Friendly Physician, P.C. v GEICO Ins. Co.
Annotate this CaseDecided on October 5, 2010
SUPREME COURT OF THE STATE OF NEW YORK
APPELLATE TERM: 2nd, 11th and 13th JUDICIAL DISTRICTS
PRESENT: : PESCE, P.J., RIOS and STEINHARDT, JJ
2009-1441 K C.
Friendly Physician, P.C. as Assignee of PANZIE SMITH, Respondent,
against
GEICO Ins. Co., Appellant.
Appeal from an order of the Civil Court of the City of New York, Kings County (Peter Paul
Sweeney, J.), entered November 19, 2007. The order denied defendant's motion to vacate a prior
order of the same court (Robin D. Garson, J.), dated October 15, 2007, which had granted on
default plaintiff's motion for summary judgment.
ORDERED that the order entered November 19, 2007 is reversed without costs, defendant's motion to vacate the October 15, 2007 order is granted, and plaintiff's motion for summary judgment is denied.
In this action by a provider to recover assigned first-party no-fault benefits, plaintiff moved for summary judgment. When defendant attempted to file opposing papers almost a month after their stipulated due date, the Civil Court rejected defendant's papers and, by order dated October 15, 2007 (Robin D. Garson, J.), granted plaintiff's motion on default. In November 2007, defendant moved to vacate the October 15, 2007 order pursuant to CPLR 5015 (a) (1). By order entered November 19, 2007 (Peter Paul Sweeney, J.), the Civil Court denied defendant's motion without prejudice, stating that "[d]efendant is granted leave to submit a motion to reargue or renew before Judge Garson, who initially granted the judgment in dispute." The instant appeal by defendant ensued.
It is well settled that a party seeking to vacate an order granting summary judgment on default must demonstrate a reasonable excuse for the default and the existence of a meritorious cause of action or defense (see CPLR 5015 [a] [1]; Eugene Di Lorenzo, Inc. v A.C. Dutton Lbr. Co., 67 NY2d 138, 141 [1986]; Mora v Scarpitta, 52 AD3d 663 [2008]). In the exercise of its discretion, a court can accept a claim of law office failure as an excuse (see CPLR 2005), if the [*2]facts submitted in support thereof are in evidentiary form sufficient to justify the default (see Incorporated Vil. of Hempstead v Jablonsky, 283 AD2d 553, 554 [2001]) and include "a detailed explanation of [the] oversights" (Hospital for Joint Diseases v ELRAC, Inc., 11 AD3d 432, 433 [2004]; see also Grezinsky v Mount Hebron Cemetery, 305 AD2d 542 [2003]; Morris v Metropolitan Transp. Auth., 191 AD2d 682, 683 [1993]). The affirmations of the attorneys employed by the law firm representing defendant satisfied these criteria.

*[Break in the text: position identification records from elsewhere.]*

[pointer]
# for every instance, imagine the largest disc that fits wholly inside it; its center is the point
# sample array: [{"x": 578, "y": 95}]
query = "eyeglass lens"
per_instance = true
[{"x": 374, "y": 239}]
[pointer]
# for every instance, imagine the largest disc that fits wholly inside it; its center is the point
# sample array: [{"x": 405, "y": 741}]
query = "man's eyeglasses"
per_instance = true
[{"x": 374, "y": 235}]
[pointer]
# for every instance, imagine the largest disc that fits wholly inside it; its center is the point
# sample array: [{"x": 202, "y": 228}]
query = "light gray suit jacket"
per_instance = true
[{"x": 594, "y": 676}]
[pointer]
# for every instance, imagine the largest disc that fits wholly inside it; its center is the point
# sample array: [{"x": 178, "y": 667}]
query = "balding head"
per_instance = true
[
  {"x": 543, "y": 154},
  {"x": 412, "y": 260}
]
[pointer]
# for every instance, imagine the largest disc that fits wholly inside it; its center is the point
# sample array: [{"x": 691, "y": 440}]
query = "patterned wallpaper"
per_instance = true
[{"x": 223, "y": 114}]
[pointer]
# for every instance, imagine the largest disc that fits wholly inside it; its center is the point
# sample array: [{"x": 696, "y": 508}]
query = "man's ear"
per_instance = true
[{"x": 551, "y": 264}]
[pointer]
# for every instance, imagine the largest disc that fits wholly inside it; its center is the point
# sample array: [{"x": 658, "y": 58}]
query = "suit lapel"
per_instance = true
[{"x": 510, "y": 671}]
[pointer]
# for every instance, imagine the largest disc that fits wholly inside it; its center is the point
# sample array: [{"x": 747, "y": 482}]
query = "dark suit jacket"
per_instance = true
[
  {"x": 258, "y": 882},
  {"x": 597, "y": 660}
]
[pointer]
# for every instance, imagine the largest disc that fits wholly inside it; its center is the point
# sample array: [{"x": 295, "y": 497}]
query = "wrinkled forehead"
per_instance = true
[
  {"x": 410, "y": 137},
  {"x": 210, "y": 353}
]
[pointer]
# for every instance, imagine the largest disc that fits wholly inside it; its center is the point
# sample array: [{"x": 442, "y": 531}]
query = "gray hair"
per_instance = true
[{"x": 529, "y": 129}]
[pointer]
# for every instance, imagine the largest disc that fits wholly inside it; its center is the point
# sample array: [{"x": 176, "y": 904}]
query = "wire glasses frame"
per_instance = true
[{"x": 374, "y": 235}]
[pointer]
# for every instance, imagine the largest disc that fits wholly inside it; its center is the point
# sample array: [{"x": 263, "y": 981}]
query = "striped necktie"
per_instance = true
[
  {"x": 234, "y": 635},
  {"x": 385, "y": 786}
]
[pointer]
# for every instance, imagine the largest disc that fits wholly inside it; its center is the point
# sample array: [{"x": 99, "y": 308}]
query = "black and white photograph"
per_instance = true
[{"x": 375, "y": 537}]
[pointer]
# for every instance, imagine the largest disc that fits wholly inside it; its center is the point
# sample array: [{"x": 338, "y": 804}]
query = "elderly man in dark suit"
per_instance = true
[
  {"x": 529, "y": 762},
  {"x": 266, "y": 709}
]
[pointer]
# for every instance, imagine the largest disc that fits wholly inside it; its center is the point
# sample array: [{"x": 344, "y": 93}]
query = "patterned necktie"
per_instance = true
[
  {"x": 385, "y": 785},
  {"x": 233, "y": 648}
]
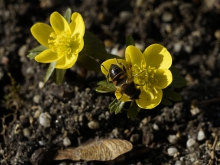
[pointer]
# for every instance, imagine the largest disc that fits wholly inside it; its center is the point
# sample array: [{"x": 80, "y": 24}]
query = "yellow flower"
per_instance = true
[
  {"x": 64, "y": 41},
  {"x": 149, "y": 71}
]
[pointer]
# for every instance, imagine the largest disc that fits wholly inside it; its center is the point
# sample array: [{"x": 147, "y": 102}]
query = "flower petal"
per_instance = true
[
  {"x": 164, "y": 78},
  {"x": 81, "y": 45},
  {"x": 47, "y": 56},
  {"x": 58, "y": 23},
  {"x": 77, "y": 25},
  {"x": 149, "y": 99},
  {"x": 134, "y": 56},
  {"x": 105, "y": 66},
  {"x": 41, "y": 33},
  {"x": 157, "y": 56},
  {"x": 65, "y": 62},
  {"x": 121, "y": 97}
]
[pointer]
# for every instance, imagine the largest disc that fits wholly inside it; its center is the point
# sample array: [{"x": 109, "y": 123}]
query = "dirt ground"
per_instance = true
[{"x": 185, "y": 133}]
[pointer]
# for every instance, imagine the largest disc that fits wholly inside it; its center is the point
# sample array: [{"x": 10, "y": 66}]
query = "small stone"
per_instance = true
[
  {"x": 167, "y": 17},
  {"x": 155, "y": 127},
  {"x": 44, "y": 119},
  {"x": 194, "y": 111},
  {"x": 188, "y": 48},
  {"x": 191, "y": 143},
  {"x": 134, "y": 138},
  {"x": 37, "y": 98},
  {"x": 93, "y": 124},
  {"x": 40, "y": 85},
  {"x": 172, "y": 151},
  {"x": 115, "y": 132},
  {"x": 66, "y": 141},
  {"x": 179, "y": 162},
  {"x": 172, "y": 139},
  {"x": 201, "y": 135},
  {"x": 37, "y": 113},
  {"x": 26, "y": 132},
  {"x": 177, "y": 47},
  {"x": 217, "y": 34},
  {"x": 23, "y": 51}
]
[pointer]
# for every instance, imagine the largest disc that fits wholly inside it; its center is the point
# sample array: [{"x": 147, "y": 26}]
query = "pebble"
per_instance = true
[
  {"x": 177, "y": 47},
  {"x": 66, "y": 141},
  {"x": 40, "y": 85},
  {"x": 23, "y": 51},
  {"x": 26, "y": 132},
  {"x": 37, "y": 113},
  {"x": 125, "y": 15},
  {"x": 191, "y": 143},
  {"x": 217, "y": 34},
  {"x": 93, "y": 124},
  {"x": 44, "y": 119},
  {"x": 155, "y": 127},
  {"x": 37, "y": 98},
  {"x": 188, "y": 49},
  {"x": 134, "y": 138},
  {"x": 201, "y": 135},
  {"x": 179, "y": 162},
  {"x": 172, "y": 139},
  {"x": 115, "y": 132},
  {"x": 167, "y": 17},
  {"x": 172, "y": 151},
  {"x": 194, "y": 111}
]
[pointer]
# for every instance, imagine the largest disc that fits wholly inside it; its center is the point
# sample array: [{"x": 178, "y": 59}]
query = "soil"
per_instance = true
[{"x": 184, "y": 133}]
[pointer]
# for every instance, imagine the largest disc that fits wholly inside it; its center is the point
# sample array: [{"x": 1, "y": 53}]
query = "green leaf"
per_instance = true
[
  {"x": 67, "y": 14},
  {"x": 165, "y": 101},
  {"x": 129, "y": 40},
  {"x": 171, "y": 95},
  {"x": 58, "y": 75},
  {"x": 133, "y": 110},
  {"x": 178, "y": 80},
  {"x": 49, "y": 71},
  {"x": 35, "y": 51},
  {"x": 88, "y": 62}
]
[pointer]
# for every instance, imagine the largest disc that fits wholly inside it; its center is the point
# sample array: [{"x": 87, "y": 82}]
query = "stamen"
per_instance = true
[{"x": 64, "y": 44}]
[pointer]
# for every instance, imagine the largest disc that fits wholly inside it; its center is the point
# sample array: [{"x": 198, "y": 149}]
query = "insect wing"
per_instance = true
[{"x": 105, "y": 87}]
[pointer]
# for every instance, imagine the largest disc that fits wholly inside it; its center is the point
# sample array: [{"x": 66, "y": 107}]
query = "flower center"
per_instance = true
[
  {"x": 64, "y": 44},
  {"x": 144, "y": 76}
]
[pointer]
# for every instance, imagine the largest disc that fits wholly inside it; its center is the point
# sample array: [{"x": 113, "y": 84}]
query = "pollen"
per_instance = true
[
  {"x": 144, "y": 76},
  {"x": 64, "y": 44}
]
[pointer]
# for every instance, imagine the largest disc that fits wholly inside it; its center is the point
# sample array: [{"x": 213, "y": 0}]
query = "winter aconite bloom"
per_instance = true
[
  {"x": 64, "y": 41},
  {"x": 149, "y": 71}
]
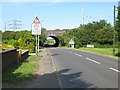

Defendant also demonstrated a meritorious defense to the action. The affidavit of an employee of defendant's claims department showed that defendant had timely mailed the denial of claim forms in accordance with defendant's standard office practices and procedures (see St. Vincent's Hosp. of Richmond v Government Empls. Ins. Co., 50 AD3d 1123 [2008]; Residential Holding Corp. v Scottsdale Ins. Co., 286 AD2d 679 [2001]; Delta Diagnostic Radiology, P.C. v Chubb Group of Ins., 17 Misc 3d 16 [App Term, 2d & 11th Jud Dists 2007]). The employee's affidavit also established that the claims were denied based upon the annexed verified peer review report and affirmed independent medical examination reports, which concluded that there was a lack of medical necessity for the services rendered. Consequently, defendant set forth a triable issue of fact sufficient to defeat plaintiff's motion for summary judgment.
We note that, contrary to the Civil Court's direction, relief from an order granted upon
default should be sought by means of a motion pursuant to CPLR 5015, not by a motion to renew
or reargue (see e.g. Raciti v Sands Point
Nursing Home, 54 AD3d 1014 [2008]).
Accordingly, the order is reversed, defendant's motion to vacate the October 15, 2007 order is granted and plaintiff's motion for summary judgment is denied.
Pesce, P.J., Rios and Steinhardt, JJ., concur.